McQueen outlines state intervention plans for 21 Memphis schools

PHOTO: TN.gov
Candice McQueen has been Tennessee's education commissioner since 2015 and oversaw the restructure of its school improvement model in 2017.

Tennessee Education Commissioner Candice McQueen has identified 21 Memphis schools in need of state intervention after months of school visits and talks with top leaders in Shelby County Schools.

In its first intervention plan under the state’s new school improvement model, the Department of Education has placed American Way Middle School on track either for state takeover by the Achievement School District or conversion to a charter school by Shelby County Schools.

The state also is recommending closure of Hawkins Mill Elementary School.

And 19 other low-performing schools would stay under local control, with the state actively monitoring their progress or collaborating with the district to design improvement plans. Fourteen are already part of the Innovation Zone, the Memphis district’s highly regarded turnaround program now in its sixth year.

McQueen outlined the “intervention tracks” for all 21 Memphis schools in a Feb. 5 letter to Superintendent Dorsey Hopson that was obtained by Chalkbeat.

Almost all of the schools are expected to make this fall’s “priority list” of Tennessee’s 5 percent of lowest-performing schools. McQueen said the intervention tracks will be reassessed at that time.
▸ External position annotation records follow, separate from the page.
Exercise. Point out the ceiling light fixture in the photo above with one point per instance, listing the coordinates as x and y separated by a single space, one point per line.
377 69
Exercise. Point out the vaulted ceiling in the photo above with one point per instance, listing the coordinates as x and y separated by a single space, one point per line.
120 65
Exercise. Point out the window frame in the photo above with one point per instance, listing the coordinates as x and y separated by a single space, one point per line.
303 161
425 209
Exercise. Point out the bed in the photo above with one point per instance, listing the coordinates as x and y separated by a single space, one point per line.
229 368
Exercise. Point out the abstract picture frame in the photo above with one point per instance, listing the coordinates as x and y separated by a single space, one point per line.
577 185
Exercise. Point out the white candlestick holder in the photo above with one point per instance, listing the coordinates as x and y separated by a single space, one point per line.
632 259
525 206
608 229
McQueen’s letter offers the first look at how the state is pursuing turnaround plans under its new tiered model of school improvement, which is launching this year in response to a new federal education law.

The commissioner also sent letters outlining intervention tracks to superintendents in Nashville, Chattanooga, Knoxville, and Jackson, all of which are home to priority schools.
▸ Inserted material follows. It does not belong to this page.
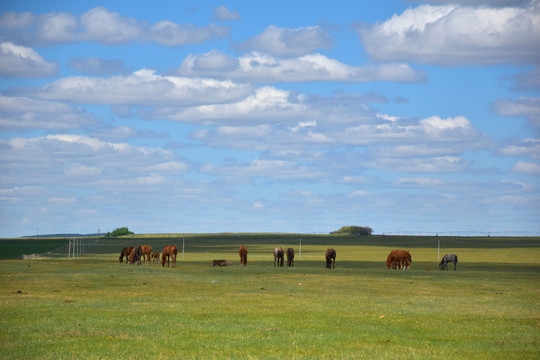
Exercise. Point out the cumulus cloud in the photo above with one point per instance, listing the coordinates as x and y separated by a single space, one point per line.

Under its new model, Tennessee is seeking to collaborate more with local districts to develop improvement plans, instead of just taking over struggling schools and assigning them to charter operators under the oversight of the state-run Achievement School District. However, the ASD, which now oversees 29 Memphis schools, remains an intervention of last resort.
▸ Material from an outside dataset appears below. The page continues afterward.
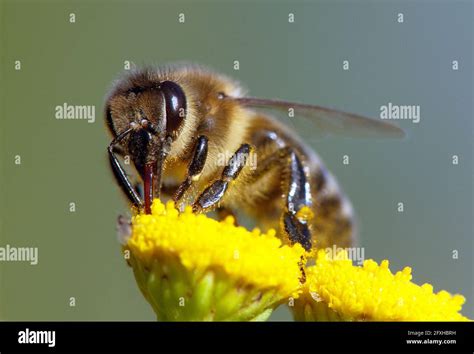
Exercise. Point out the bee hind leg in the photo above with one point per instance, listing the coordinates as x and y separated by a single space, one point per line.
297 195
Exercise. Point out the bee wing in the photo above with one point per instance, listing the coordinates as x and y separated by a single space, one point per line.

McQueen identified the following eight schools to undergo a “rigorous school improvement planning process,” in collaboration between the state and Shelby County Schools. Any resulting interventions will be led by the local district.

  • A.B. Hill Elementary
  • A. Maceo Walker Middle
  • Douglass High
  • Georgian Hills Middle
  • Grandview Heights Middle
  • Holmes Road Elementary
  • LaRose Elementary
  • Sheffield Elementary
  • Wooddale High

These next six iZone schools must work with the state “to ensure that (their) plan for intervention is appropriate based on identified need and level of evidence.”

  • Sheffield Elementary
  • Raleigh-Egypt High
  • Lucie E. Campbell Elementary
  • Melrose High
  • Sherwood Middle
  • Westwood High

The five schools below will continue their current intervention plan within the iZone and must provide progress reports to the state:

  • Hamilton High
  • Riverview Middle
  • Geeter Middle
  • Magnolia Elementary
  • Trezevant High

The school board is expected to discuss the state’s plan during its work session next Tuesday. And if early reaction from board member Stephanie Love is any indication, the discussion will be robust.

“We have what it takes to improve our schools,” Love told Chalkbeat on Friday. “I think what they need to do is let our educators do the work and not put them in the situation where they don’t know what will happen from year to year.”

Among questions expected to be raised is whether McQueen’s recommendation to close Hawkins Mill can be carried out without school board approval, since her letter says that schools on the most rigorous intervention track “will implement a specific intervention as determined by the Commissioner.”

Another question is why the state’s plan includes three schools — Douglass High, Sherwood Middle, and Lucie E. Campbell Elementary — that improved enough last year to move off of the state’s warning list of the 10 percent of lowest-performing schools.